Sara Matthews is a writer, educator and researcher based in southern Ontario. Her research and teaching are interdisciplinary and consider the dynamics of conflict and social change. Working primarily in the field of research-creation, her projects explore the relations between visual culture and martial politics as well as how communities craft creative modes of relationality and survival in response to practices of state securitization.
Her areas of research include the following: critical security studies + surveillance + drone technologies + discourses of public safety and civil defense + war museums and public history education + war, memory and visual culture + dystopias/utopias and social futurities. She is a curriculum theorist by training and draws on approaches from cultural studies, postcolonial studies, and critical race theory in her work.

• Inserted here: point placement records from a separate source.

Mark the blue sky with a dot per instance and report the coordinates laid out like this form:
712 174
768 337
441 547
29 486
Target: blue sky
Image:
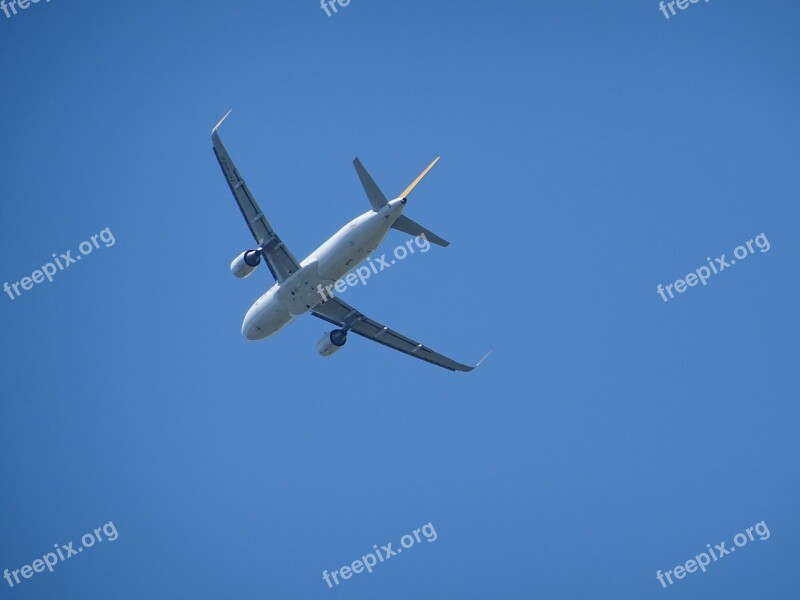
590 151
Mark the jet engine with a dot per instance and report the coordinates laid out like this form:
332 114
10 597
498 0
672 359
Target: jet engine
245 263
331 342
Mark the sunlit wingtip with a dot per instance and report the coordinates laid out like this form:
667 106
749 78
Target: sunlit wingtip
483 359
220 121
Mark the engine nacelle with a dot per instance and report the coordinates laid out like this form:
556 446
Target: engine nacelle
331 342
245 263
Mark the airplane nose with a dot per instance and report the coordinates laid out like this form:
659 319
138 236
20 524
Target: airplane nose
250 330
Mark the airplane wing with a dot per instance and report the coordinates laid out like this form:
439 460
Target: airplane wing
279 258
343 315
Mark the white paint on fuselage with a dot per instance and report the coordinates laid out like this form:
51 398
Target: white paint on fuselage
339 255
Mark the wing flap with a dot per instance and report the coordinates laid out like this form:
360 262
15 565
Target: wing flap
343 315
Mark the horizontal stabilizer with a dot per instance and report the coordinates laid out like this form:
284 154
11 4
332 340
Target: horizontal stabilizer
406 225
374 193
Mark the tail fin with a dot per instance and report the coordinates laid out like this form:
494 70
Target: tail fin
374 193
378 201
406 225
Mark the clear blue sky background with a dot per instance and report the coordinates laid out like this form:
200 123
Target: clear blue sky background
591 150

Sara is Associate Professor in Communication Studies and Global Studies at Wilfrid Laurier University. She supervises students in the MA program in Communication Studies and the PhD in Global Governance. You can read more about her academic work here.
In addition to her academic-based work, Sara curates aesthetic projects that archive the ways in which encounters with conflict and loss emerge as new forms of futurity, materiality and placemaking. Her critical art writing has appeared in PUBLIC, FUSE Magazine and in exhibition essays for the Robert Langen Gallery, Circuit Gallery, the Ottawa Art Gallery, the Doris McCarthy Gallery and as a blog for Gallery TPW.